In Europe, new banks have been establishing themselves over the last few years, using a European fintech banking license to disrupt the market there and bring customer-centric banking to the region. With the introduction of digital banking licenses in Hong Kong and plans to grant similar licenses in Singapore and Taiwan, the same level of disruption is expected in Asia.
The future of cashless and branchless banks is becoming a reality, but not all modern banks are created equal and not all offer the same products and services. With so many new banks and financial services providers emerging it can be difficult to differentiate between the various categories of modern banks.
One option for categorising modern banks is by the type of banking license they have. The main licensing options for today’s banks include:
- Traditional Banking License
- Fintech/Digital/Virtual banking license
- Extended Banking License
- E-money license
Traditional Banking License
As the name suggests, banks with this type of license follow a traditional formula for offering financial products and services, they include a physical presence, with widespread branches and large-scale operations. Many traditional banks are looking for ways to reduce their branch numbers to cut costs and are focusing on digitalising their systems in order to keep up with new players in the industry.

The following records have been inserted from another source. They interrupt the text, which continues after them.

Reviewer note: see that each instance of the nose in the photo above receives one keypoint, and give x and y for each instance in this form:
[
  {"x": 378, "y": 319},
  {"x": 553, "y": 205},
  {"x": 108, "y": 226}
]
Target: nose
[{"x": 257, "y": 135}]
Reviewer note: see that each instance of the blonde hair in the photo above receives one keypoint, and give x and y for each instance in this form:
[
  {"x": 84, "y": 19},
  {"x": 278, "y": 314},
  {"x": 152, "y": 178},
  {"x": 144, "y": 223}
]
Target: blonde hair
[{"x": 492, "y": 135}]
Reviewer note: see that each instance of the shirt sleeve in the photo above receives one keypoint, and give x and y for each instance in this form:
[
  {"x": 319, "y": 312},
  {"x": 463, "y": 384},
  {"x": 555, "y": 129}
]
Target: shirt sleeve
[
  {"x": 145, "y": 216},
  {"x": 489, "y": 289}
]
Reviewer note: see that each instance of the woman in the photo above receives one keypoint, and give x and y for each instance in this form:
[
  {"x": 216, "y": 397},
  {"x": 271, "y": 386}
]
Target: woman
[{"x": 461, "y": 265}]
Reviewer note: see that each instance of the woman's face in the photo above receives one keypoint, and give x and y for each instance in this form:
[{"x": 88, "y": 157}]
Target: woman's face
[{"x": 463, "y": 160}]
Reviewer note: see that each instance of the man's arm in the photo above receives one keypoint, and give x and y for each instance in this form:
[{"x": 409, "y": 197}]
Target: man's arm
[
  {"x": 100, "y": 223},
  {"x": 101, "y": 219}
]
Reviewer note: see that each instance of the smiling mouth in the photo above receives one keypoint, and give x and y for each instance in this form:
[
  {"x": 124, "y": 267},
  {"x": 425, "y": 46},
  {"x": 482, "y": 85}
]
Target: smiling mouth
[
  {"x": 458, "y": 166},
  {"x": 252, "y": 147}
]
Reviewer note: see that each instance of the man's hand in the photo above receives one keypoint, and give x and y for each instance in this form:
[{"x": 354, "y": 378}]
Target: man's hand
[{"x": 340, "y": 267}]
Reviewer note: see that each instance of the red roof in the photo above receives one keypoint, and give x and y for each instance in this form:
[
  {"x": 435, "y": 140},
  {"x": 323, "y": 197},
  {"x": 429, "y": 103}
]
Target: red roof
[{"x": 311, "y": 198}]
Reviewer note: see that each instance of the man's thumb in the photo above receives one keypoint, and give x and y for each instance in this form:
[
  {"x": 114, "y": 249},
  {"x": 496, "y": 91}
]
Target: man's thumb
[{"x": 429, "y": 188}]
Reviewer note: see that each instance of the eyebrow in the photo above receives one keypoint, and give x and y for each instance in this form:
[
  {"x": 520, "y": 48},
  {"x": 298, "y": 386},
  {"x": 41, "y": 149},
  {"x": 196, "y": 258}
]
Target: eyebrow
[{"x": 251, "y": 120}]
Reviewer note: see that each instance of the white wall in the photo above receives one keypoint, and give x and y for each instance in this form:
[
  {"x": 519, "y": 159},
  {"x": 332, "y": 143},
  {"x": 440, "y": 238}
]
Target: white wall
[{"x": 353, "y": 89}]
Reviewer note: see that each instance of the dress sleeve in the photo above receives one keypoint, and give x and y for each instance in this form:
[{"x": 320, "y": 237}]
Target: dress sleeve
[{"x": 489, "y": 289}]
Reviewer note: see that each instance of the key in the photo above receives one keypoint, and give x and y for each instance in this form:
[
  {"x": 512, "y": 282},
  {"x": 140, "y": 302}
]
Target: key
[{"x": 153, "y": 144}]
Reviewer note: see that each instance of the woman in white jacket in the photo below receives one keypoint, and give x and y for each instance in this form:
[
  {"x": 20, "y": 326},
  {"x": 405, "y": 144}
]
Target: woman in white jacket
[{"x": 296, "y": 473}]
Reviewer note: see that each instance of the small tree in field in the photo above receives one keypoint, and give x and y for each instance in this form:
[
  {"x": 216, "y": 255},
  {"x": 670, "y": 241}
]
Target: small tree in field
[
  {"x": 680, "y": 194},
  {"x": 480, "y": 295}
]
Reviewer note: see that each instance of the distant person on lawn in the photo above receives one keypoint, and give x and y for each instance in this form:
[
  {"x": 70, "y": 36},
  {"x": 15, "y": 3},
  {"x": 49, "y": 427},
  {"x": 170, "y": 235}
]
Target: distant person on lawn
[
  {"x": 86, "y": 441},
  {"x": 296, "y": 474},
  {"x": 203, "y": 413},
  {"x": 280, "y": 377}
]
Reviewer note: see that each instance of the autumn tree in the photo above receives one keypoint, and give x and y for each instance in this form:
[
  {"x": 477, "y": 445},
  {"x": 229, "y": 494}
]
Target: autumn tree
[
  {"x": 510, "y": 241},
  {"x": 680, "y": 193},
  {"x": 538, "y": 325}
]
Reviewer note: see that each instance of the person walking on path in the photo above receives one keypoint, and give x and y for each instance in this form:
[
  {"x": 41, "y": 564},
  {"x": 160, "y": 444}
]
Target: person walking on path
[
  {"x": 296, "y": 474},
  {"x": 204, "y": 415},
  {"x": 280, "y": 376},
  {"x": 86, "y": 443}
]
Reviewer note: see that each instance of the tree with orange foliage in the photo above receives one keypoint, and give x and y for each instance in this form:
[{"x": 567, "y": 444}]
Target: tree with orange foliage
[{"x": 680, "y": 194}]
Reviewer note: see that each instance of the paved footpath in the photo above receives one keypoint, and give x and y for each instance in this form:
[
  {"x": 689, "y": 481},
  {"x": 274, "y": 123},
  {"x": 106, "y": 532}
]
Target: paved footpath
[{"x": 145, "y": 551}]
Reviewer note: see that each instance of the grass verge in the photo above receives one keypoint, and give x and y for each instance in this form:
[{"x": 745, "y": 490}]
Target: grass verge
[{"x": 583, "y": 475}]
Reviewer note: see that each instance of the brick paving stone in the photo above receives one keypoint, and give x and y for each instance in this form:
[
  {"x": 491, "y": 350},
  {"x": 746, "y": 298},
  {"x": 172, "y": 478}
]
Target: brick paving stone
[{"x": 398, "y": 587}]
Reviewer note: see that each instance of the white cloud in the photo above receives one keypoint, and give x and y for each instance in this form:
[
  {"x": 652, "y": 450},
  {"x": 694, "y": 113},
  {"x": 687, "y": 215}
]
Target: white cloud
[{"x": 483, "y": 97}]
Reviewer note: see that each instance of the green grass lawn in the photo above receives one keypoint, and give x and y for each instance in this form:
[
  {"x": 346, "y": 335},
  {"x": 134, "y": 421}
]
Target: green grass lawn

Fintech/Digital/Virtual Banking License
Thanks to fintech, digital and virtual banking licenses, new banks have emerged that offer the same products and services as a traditional bank but without branches and with a laser-focus on online customer experience. New banks such as Monzo, Starling Bank or N26 are able to provide customers with deposit accounts, loans and payment services all through digital-only channels and without physical branches.
Extended Banking License
Providers using this license are digital-only banks that leverage a parent bank’s license to offer a broad scope of financial products and target a distinct group of customers.

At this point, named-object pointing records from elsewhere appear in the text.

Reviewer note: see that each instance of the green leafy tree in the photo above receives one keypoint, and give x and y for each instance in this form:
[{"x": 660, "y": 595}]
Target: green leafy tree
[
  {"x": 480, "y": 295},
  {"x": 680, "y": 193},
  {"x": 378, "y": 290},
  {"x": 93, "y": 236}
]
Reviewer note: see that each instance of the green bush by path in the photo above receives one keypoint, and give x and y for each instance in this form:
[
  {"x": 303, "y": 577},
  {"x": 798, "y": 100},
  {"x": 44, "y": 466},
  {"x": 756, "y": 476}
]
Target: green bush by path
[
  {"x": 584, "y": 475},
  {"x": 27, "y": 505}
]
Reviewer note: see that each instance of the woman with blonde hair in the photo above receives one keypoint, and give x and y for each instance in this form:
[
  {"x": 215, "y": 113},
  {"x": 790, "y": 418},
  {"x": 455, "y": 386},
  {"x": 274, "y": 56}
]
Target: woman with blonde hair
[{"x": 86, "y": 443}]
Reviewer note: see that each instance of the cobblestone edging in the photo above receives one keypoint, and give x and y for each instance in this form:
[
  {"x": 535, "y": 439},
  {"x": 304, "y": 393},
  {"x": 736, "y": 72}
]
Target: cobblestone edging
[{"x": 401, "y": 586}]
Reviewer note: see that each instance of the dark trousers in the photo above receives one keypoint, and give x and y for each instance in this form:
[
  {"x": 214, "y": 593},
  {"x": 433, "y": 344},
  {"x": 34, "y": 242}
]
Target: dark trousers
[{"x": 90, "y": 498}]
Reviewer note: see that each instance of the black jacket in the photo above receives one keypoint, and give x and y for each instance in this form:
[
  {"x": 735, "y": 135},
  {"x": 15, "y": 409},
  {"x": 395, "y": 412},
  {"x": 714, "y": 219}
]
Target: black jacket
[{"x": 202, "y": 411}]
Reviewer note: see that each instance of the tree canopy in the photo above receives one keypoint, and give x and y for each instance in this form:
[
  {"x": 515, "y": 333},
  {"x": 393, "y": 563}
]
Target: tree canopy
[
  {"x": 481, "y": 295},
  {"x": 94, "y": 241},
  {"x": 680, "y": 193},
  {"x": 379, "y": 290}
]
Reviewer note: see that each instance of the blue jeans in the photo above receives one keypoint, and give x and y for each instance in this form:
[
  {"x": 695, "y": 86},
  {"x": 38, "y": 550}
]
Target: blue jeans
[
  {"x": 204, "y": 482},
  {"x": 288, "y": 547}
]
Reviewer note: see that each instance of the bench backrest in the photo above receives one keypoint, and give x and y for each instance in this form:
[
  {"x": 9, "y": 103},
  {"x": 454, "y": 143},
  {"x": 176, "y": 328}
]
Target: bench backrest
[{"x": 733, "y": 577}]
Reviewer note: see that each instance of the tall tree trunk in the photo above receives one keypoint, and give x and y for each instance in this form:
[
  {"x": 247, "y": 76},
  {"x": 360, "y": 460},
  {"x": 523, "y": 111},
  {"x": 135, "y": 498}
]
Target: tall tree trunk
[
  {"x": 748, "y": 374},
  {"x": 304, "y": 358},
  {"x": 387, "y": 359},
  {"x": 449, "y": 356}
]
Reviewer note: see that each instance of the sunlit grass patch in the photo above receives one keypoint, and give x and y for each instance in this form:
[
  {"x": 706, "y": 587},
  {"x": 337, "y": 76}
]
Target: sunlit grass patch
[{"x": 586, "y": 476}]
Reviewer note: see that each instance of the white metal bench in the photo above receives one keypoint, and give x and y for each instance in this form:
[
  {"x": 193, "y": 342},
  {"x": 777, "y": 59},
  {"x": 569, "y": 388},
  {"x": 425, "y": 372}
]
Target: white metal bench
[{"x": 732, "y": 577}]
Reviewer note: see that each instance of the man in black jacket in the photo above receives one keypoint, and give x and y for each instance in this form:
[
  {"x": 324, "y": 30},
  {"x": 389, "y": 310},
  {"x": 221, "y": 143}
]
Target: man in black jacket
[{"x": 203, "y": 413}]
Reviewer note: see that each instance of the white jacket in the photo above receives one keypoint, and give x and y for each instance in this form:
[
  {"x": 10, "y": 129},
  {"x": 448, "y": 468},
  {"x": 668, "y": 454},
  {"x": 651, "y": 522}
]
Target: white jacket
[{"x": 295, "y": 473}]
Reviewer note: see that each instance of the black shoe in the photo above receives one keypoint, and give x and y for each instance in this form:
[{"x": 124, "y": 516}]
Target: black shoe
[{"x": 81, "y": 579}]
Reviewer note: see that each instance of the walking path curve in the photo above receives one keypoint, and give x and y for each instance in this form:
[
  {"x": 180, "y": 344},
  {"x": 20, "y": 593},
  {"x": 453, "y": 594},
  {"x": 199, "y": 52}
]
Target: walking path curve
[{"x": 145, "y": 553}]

Digital banks are distinct from their parent bank, with a unique brand, service offering and often with separate offices and leadership teams. Examples of this are Max by Credit Mutuel Arkea, Up by Bendigo and Adelaide Bank or the now-defunct Finn by JP Morgan Chase, which was setup to target the millennial market.

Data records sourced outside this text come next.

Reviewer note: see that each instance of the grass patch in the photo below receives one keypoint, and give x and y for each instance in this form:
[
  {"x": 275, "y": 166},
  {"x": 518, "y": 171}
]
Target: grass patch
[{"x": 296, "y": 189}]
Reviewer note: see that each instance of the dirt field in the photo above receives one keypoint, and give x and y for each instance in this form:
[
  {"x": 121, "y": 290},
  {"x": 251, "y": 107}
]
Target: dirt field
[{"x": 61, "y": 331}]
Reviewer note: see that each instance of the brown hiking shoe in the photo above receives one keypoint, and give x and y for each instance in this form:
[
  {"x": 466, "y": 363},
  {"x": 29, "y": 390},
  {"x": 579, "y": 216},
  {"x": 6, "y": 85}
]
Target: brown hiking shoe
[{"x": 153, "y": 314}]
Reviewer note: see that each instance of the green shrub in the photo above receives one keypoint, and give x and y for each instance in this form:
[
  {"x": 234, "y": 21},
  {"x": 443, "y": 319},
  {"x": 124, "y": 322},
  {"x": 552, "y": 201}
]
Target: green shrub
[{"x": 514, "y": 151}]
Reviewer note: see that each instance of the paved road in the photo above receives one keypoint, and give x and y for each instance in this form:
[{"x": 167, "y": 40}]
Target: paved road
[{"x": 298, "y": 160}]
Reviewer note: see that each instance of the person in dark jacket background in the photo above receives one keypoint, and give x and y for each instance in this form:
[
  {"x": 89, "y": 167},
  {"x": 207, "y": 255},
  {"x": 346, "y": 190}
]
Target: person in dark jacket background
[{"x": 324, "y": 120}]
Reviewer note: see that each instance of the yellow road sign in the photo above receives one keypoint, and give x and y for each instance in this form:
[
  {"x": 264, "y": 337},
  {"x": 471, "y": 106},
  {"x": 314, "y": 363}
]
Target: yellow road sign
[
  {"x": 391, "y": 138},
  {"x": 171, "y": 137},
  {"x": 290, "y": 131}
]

With only an e-money license or similar, E-money institutions (EMIs) or Payment Service Providers (PSPs) do not have full banking licenses and are restricted when it comes to the range of payments and banking services they can offer to customers. Generally, they offer payment services such as money transfer and currency exchange. TransferWise and InstaReM both use e-money licenses to offer payments services.
Other examples of companies that have acquired e-money licenses include Google, Facebook, Amazon and Apple. While each of these big tech firms have launched various payments products, we have yet to see any of them make the full jump into financial services. It remains to be seen exactly what these giants plan on doing with their e-money licenses.
New banking licenses have made markets more competitive, brought financial products and services to the unbanked and made financial management easier for customers. The banking industry will continue to change for the better as more countries roll out similar licensing options.